Hacker News new | past | comments | ask | show | jobs | submit login
Show HN: Detect if an audio file was generated by NotebookLM (github.com/listennotes)
97 points by wenbin 65 days ago | hide | past | favorite | 40 comments



I thought it was already encoded with SynthID? could that not be used to detect it?


As far as I know, there's no available tooling for the public to detect SynthID watermarks on generated text, image, or audio, outside of Google Search's About this Image feature.


Remember that podcast of two AI learning that they were AI? If anyone has used a tool like this to determine if that was actually made by NotebookLM, say so. There's been a lot of incredulity both ways.


They did not learn anything. Their engines started outputting different statistically probable output based on changed input parameters.


On one extreme we anthropomorphize our current primitive generation of language models and concede them way more intelligence than they have likely because we're biased to do so since they speak "well".

On the other extreme we tend to give our human-exceptionalism way too much weight and contrast its behaviour with "mere statistical parrot rumination" as if our brains deep down were not just a much (much) more sophisticated machine, but nevertheless a machine.


> as if our brains deep down were not just a much (much) more sophisticated machine, but nevertheless a machine.

That is one position, but materialism is not universally taken as a foregone conclusion.


As a materialist, I have to give this one to the dualists. The argument that AI isn’t intelligent because it’s just a bunch of numbers makes more sense coming from that perspective.


Fair enough. That got me thinking:

I guess the dualistic viewpoint can be graded on a spectrum.

Some people may hold the "absolute dualist" position, where no matter how much advances we make in reproducing cognitive abilities, they will always move the goalpost and claim that what makes _us_ different is that little extra bit that hasn't been reached yet. This leads to accepting the p-zombies as a logical possibility.
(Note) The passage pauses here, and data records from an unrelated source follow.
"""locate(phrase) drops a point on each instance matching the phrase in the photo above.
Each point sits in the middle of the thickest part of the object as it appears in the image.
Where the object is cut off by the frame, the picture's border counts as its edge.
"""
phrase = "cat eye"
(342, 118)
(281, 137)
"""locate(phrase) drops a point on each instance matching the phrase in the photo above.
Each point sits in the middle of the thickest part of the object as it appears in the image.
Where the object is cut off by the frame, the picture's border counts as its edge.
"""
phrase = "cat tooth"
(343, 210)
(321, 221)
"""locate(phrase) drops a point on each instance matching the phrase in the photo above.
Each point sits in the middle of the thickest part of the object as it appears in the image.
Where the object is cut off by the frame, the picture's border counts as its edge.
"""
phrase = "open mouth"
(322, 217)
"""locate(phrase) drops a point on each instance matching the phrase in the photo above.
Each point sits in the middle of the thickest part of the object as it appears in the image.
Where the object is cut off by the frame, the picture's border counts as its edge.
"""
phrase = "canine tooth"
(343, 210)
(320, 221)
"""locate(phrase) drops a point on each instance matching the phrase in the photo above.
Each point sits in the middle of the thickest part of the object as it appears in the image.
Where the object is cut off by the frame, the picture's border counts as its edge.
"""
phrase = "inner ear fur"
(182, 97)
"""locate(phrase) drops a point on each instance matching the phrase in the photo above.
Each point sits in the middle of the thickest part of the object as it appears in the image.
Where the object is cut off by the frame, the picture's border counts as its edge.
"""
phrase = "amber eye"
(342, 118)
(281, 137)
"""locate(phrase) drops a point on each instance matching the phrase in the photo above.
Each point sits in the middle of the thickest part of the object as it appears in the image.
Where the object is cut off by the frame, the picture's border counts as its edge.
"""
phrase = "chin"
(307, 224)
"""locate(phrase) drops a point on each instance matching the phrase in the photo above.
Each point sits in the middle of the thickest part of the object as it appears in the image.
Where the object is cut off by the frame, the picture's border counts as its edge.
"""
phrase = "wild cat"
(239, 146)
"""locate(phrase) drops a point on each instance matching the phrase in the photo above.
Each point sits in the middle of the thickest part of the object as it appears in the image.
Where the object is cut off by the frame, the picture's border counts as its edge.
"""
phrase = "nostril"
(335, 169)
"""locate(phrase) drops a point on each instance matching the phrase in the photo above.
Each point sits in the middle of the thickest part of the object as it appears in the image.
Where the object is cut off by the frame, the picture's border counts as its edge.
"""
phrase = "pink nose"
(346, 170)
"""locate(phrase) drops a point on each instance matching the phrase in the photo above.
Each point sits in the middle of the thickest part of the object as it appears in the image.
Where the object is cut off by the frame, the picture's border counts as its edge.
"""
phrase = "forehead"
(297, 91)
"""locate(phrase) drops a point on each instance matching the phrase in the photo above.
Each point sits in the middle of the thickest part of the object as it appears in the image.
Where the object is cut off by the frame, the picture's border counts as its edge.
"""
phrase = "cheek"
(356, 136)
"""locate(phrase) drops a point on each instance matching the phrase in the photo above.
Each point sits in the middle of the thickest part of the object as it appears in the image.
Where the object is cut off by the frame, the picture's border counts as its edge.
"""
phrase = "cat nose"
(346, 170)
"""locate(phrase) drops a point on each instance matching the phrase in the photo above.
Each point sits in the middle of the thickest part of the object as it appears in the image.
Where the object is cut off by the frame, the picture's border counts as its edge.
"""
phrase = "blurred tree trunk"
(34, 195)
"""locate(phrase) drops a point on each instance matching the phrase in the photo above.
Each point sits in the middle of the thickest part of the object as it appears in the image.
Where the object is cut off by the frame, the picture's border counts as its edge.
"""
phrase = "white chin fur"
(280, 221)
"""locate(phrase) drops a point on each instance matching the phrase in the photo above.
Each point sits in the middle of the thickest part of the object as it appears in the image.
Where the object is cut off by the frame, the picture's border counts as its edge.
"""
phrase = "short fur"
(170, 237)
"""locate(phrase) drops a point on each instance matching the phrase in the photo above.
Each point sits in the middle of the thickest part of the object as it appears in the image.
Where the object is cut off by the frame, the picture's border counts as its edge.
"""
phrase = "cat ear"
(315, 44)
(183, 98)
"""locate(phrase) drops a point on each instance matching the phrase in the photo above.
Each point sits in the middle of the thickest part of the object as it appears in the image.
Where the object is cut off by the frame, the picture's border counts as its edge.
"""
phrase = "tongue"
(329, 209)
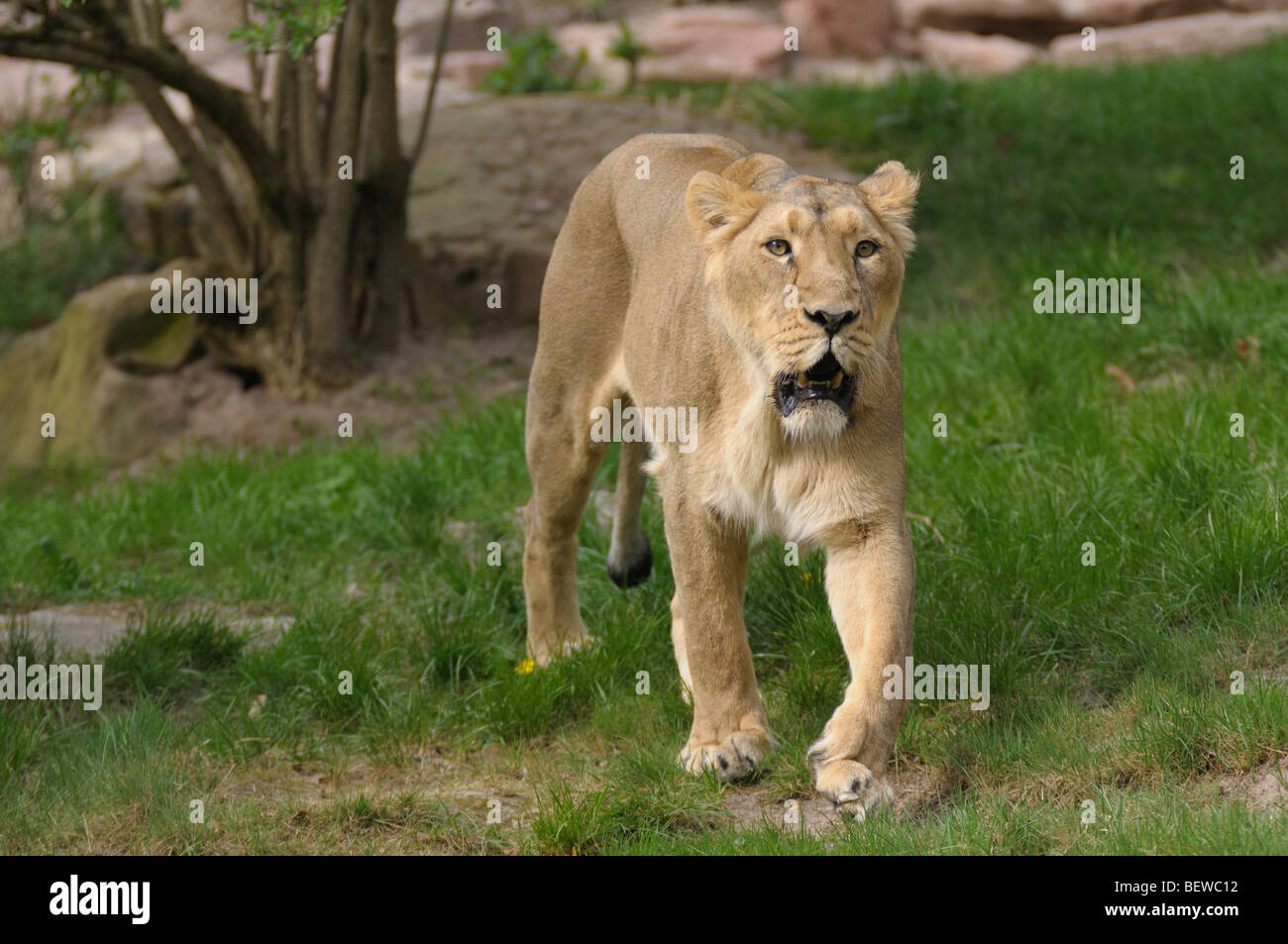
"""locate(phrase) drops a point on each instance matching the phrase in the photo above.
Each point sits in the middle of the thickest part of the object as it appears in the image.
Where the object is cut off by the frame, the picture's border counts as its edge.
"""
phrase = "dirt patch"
(915, 792)
(93, 627)
(1263, 789)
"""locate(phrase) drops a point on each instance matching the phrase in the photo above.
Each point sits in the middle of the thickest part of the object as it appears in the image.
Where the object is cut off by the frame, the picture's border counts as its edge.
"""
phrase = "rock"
(1254, 5)
(711, 43)
(974, 54)
(841, 29)
(1206, 33)
(1037, 18)
(71, 368)
(417, 25)
(472, 65)
(68, 631)
(595, 40)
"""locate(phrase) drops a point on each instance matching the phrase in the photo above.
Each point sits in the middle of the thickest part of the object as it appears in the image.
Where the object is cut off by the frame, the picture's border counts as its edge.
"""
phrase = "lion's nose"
(831, 321)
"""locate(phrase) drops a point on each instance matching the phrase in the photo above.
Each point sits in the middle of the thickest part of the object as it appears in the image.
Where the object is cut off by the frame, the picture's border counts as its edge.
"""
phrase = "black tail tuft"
(636, 570)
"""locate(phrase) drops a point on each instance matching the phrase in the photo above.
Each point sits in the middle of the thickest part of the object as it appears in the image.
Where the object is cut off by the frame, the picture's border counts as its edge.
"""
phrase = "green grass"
(54, 259)
(1109, 684)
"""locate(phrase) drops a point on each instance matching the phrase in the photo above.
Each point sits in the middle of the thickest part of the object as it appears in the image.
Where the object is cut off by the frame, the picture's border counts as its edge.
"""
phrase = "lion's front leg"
(870, 583)
(708, 559)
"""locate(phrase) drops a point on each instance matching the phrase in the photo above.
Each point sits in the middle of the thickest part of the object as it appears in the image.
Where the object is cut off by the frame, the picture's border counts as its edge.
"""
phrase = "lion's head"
(807, 273)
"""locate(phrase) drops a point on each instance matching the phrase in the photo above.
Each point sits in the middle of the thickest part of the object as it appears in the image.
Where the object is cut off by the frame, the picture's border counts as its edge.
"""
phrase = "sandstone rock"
(1206, 33)
(838, 29)
(711, 43)
(472, 65)
(973, 54)
(1037, 17)
(593, 40)
(68, 368)
(417, 25)
(1254, 5)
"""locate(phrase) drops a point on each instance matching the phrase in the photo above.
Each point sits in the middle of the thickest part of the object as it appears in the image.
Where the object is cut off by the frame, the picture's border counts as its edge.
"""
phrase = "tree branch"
(426, 114)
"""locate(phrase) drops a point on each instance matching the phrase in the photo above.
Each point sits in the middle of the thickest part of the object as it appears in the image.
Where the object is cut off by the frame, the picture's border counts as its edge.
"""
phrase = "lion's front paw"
(851, 787)
(733, 759)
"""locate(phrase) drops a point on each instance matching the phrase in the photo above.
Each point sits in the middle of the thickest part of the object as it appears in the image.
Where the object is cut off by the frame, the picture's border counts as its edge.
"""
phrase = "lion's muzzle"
(822, 384)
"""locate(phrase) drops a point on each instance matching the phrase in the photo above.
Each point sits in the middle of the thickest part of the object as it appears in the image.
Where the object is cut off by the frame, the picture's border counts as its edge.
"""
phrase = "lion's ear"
(719, 206)
(890, 192)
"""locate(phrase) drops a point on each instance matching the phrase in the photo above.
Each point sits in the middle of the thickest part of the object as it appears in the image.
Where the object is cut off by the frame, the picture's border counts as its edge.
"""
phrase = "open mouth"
(823, 382)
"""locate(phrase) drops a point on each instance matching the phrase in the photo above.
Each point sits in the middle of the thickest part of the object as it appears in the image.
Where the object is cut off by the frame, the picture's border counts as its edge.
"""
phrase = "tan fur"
(661, 292)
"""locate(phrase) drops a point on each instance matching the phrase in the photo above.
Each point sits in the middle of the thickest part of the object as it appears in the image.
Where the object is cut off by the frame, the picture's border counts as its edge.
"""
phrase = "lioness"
(695, 274)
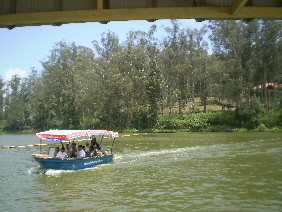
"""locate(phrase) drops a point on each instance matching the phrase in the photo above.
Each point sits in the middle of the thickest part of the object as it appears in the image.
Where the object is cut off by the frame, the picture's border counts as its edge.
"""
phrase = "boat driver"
(62, 154)
(81, 152)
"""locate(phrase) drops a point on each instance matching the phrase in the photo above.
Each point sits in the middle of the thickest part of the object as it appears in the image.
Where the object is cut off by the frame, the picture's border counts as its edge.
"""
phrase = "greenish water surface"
(151, 172)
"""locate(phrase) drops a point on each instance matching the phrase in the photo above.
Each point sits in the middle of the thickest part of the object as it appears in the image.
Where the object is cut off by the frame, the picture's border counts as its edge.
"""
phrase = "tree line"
(137, 83)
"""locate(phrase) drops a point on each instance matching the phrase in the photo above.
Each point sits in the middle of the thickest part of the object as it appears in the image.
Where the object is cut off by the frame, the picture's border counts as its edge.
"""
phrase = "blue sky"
(24, 47)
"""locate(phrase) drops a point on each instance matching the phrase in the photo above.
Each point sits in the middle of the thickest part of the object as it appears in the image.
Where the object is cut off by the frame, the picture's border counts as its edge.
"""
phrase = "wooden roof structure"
(15, 13)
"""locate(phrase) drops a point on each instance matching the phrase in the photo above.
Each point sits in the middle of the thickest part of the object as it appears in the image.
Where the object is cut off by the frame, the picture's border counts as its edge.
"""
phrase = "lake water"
(151, 172)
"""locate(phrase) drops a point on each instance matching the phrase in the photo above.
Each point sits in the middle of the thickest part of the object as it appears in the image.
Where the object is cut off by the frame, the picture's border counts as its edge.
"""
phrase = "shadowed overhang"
(14, 13)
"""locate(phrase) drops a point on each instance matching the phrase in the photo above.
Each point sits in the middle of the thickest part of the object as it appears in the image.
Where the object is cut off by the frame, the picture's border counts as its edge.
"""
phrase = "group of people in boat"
(93, 150)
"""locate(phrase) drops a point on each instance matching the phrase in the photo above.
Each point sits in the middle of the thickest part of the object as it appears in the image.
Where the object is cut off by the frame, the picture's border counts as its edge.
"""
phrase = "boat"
(48, 162)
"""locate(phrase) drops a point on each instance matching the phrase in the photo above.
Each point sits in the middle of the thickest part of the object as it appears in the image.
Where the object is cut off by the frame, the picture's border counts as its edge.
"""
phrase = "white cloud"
(12, 71)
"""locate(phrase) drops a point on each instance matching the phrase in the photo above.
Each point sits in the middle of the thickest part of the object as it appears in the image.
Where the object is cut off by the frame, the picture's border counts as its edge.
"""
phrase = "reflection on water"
(171, 172)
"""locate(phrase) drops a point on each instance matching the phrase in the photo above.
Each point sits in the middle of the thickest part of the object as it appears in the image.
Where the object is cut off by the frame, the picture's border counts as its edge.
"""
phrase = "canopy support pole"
(113, 145)
(40, 146)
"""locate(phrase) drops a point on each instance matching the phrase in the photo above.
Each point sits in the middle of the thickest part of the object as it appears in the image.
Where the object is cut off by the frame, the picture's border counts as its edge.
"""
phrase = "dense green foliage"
(137, 83)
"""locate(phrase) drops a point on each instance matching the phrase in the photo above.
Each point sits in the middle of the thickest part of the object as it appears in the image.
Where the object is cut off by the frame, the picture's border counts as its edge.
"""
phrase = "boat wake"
(130, 158)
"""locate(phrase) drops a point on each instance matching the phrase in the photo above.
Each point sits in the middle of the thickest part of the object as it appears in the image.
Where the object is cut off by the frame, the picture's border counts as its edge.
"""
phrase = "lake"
(151, 172)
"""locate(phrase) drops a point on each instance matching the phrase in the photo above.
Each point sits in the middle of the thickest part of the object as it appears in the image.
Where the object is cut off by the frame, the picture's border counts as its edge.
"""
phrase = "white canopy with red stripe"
(60, 135)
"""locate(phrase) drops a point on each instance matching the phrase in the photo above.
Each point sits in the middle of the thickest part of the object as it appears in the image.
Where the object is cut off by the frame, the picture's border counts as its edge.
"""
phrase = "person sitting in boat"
(62, 154)
(87, 147)
(91, 152)
(68, 150)
(95, 143)
(81, 152)
(83, 147)
(57, 150)
(73, 150)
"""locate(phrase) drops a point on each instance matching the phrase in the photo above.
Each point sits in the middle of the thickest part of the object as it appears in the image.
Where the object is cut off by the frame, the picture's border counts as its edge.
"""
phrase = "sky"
(22, 48)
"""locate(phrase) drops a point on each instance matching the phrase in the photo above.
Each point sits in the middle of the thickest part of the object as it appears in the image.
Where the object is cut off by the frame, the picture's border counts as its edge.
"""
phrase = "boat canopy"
(60, 135)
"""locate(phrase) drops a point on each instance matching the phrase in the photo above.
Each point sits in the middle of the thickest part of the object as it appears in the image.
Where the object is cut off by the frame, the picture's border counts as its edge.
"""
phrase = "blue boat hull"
(72, 163)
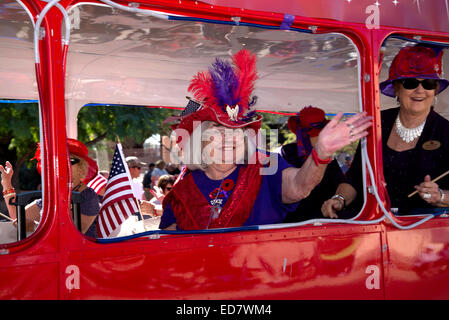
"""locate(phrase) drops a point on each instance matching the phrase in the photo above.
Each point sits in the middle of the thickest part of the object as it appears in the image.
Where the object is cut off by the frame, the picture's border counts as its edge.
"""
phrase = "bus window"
(415, 130)
(19, 127)
(149, 62)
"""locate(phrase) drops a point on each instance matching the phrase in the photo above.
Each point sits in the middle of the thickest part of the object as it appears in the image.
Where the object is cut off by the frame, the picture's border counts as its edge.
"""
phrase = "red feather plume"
(247, 75)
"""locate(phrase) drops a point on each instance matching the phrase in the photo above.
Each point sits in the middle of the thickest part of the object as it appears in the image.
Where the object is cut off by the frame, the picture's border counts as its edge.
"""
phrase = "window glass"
(118, 59)
(415, 143)
(19, 127)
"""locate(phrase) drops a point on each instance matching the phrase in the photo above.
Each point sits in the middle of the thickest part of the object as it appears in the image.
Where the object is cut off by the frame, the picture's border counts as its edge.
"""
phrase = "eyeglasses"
(412, 83)
(74, 161)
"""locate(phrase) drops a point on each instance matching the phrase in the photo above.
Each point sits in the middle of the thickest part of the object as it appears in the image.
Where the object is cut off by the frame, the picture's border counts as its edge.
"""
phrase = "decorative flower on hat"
(223, 94)
(415, 61)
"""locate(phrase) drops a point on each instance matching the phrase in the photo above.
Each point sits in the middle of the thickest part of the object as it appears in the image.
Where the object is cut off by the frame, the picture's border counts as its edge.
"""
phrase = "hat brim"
(387, 87)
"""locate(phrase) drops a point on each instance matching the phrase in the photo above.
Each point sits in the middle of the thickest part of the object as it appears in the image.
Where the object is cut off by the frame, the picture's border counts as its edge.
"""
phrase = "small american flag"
(118, 201)
(191, 107)
(97, 183)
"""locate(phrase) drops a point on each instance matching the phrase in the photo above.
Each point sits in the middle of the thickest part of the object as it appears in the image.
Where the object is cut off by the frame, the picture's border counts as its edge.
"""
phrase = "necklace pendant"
(215, 211)
(407, 134)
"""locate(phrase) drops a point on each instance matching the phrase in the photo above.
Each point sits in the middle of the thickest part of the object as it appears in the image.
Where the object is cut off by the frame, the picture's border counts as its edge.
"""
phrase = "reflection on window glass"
(155, 67)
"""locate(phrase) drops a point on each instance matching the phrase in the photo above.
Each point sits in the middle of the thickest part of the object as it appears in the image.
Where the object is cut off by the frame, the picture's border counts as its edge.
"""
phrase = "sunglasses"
(74, 161)
(412, 83)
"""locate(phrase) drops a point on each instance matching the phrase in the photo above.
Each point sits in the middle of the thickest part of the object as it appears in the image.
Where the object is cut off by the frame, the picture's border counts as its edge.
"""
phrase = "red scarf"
(192, 210)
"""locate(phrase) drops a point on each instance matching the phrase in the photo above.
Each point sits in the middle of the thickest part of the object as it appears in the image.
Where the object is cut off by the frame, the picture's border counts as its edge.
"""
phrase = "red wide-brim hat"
(223, 95)
(415, 62)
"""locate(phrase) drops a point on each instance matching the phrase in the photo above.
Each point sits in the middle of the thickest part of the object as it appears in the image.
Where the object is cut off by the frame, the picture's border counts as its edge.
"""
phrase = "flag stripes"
(118, 201)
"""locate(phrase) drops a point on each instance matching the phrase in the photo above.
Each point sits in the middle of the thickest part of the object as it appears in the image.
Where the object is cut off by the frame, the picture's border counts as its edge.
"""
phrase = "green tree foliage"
(19, 134)
(19, 130)
(131, 124)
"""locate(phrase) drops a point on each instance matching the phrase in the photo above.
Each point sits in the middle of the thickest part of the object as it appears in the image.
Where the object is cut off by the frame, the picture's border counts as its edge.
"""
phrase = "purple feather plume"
(225, 82)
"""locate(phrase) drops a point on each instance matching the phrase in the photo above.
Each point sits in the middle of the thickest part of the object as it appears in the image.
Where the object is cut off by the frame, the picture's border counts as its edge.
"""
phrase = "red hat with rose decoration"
(420, 61)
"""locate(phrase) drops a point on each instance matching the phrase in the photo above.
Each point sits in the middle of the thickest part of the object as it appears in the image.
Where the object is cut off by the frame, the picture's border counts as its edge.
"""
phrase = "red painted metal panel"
(255, 265)
(36, 281)
(419, 262)
(337, 262)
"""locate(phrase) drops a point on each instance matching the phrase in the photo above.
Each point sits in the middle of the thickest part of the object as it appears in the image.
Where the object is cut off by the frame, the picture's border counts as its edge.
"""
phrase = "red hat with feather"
(223, 94)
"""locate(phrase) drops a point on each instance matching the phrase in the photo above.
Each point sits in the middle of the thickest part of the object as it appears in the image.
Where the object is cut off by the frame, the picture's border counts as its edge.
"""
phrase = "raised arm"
(298, 183)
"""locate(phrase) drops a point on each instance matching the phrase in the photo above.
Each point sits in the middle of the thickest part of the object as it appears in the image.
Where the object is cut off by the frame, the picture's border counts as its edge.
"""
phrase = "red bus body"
(327, 261)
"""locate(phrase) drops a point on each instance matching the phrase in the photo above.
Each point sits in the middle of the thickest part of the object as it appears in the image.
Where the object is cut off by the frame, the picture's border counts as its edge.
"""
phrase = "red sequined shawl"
(192, 210)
On the other side of the spectrum is the "Bayesian dualist" who could in principle change their minds but are not at all convinced that a naturalistic and mechanistic implementation of the brain can possibly explain the utter complexity and beauty of the human condition and thus are unmoved by the crude first steps in that field.

This category would consider a p-zombie to not be logically coherent but they may just state that in practice we stand no chance in producing a mechanism that would truly behave not even close to a human being.

Those people may contemplate a possibility that we may eventually explain how cognitive behaviour arises from nature but lean towards the necessity of discovering some brand new science or some quantum effects to account for the mysterious beauty of the human condition (e.g. Penrose)

Does this categorization make sense? Are there some other points in that spectrum I'm missing?


I think I’m bad at categorizing different strains of dualism because I tend to dismiss the whole enterprise without giving a fair amount of consideration.

I figure brains are amazing and we may never understand how they work very well. But nobody needed to understand intelligence for it to occur in humans. Evolution is a crude optimization mechanism that brute-forced the problem over millions of years with biology as a substrate. Computers are a worse substrate in some important ways. However, we have some incredibly fast optimization mechanisms available to us when we train models (and of course we aren’t limited to a single chip).

I’m hand-waving at the inner workings of intelligence and don’t claim to understand it at all. Given my belief that meat computers can do it without any grand design, I don’t see any reason to think that silicon computers won’t be able to do the same.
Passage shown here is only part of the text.